A coroner's report says Marie Osmond's 18-year-old son had been suffering from depression but had no drugs in his system on Feb. 26, when he jumped to his death from the eighth-floor balcony of his Los Angeles apartment. Michael Bryan, left, was depressed due to "bad school grades and a visit from a former girlfriend" and a friend said he had attempted
suicide three times previously, according to the report. In his suicide note,
Bryan, who changed his last name from Blosil after becoming estranged from his father, Osmond's ex-husband, "outlined his unhappiness with his life and his intent to kill himself," according to the report. At about 9 p.m. the day he died, Bryan was texting with his friend and neighbor, Ruthann Clawson, saying he "felt like sh-t" and
would be home soon. Clawson got a final text from him saying he had left "a letter for you on my bed." Moments after she found the note, she heard sirens of
emergency vehicles.
It has just been reported that Heather Locklear was cited for hit and run after her car hit a "no parking" sign at 4 a.m. Saturday near her home in Westlake Village, Calif. Someone heard the crash but didn't call police until hours later, when the damage to the sign was discovered. The Ventura County Sheriff's Department investigation, which included examination of Locklear's neighborhood security system, determined that the car that struck the sign was Locklear's black BMW, which was found to be damaged. The hit-and-run charge is a misdemeanor, so Locklear was cited and released. She'll be back in court May 17.
Four people suing Lindsay Lohan for endangering their lives as she jumped into the driver's seat of their SUV and sped drunkenly down the Pacific Coast Highway in 2007 now want a judge to decide against her because she has twice skipped her scheduled depositions. Attorneys for the three people in the SUV she was driving, along with a passenger in the car she was chasing, will go to court this morning to seek a default judgment against the troubled star. Lindsay was scheduled to show up April 14 for the deposition but skipped it and was later photographed shopping.
Actress Melanie Griffith says she has defeated the "monster" of addiction that she has battled for some 30 years. "Addiction's a tough enemy to defeat," Griffith told the Spanish magazine ¡Hola!. "I think of it as a monster," she said. "If I feed it, it will always want more and more, so now I'm letting it starve to death in a corner. But it's always there." Griffith entered rehab last August for an addiction to painkillers that started after a skiing accident. "Now I feel free," she says. "I don't drink. I don't take pills. Nothing." Griffith's husband, Antonio Banderas, says dealing with his wife's struggle with substance abuse has brought them closer as a family with daughter Stella, 13. "We've figured out how to get past obstacles … and if you get past those, you only get stronger," he said.

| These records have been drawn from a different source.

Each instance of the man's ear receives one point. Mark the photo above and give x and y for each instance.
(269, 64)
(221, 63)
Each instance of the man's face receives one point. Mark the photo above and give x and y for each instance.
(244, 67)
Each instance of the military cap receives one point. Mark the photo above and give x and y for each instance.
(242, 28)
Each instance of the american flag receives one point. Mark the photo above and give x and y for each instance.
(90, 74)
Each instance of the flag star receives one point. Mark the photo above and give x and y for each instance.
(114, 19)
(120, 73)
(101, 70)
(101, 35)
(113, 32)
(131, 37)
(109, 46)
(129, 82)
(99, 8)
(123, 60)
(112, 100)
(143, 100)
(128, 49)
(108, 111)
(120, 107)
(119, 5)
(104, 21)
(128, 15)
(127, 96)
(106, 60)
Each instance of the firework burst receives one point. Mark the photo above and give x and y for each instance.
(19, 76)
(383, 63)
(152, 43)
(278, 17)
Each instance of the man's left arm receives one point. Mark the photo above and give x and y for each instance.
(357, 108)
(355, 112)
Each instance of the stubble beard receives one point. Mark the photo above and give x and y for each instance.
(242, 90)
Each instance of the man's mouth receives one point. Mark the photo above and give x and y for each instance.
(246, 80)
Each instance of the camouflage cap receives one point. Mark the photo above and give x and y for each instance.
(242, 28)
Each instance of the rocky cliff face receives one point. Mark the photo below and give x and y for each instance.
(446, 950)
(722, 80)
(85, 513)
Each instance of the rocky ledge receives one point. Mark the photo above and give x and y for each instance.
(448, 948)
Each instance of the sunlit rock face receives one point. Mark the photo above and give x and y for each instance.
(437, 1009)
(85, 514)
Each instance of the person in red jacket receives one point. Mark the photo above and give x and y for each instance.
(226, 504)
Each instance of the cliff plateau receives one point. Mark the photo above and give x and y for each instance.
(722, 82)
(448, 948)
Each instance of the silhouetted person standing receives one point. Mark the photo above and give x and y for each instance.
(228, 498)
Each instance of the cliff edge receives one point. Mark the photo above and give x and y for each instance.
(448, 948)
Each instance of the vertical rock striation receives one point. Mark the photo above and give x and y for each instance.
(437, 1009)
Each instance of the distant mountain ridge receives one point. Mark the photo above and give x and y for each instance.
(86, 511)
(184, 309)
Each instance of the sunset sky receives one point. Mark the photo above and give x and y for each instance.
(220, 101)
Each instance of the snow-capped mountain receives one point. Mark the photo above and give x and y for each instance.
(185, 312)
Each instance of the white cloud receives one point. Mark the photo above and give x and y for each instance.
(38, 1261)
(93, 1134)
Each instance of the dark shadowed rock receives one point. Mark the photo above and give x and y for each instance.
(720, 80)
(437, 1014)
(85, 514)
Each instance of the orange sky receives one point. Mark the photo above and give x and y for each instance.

With Elin Nordegren and his two small children headed for Sweden, Tiger Woods seems to be stepping out as a single man. Woods attended a Nickelback concert Monday, where he partied backstage surrounded by a security team. Before the concert, Woods dined out in a restaurant with friends, his first public outing since the sex scandal in November. Elin and the couple's two children, Sam and Charlie, took off just as airports began to open after being closed by volcanic ash in the air. The trio "have arrived in a very north area, much north of Stockholm," a source
in the Swedish capital told People, possibly the estate in the Stockholm archipelago she bought last year for about $2.2 million. The source called the estate, Faglaro Gard, "an oasis of total privacy."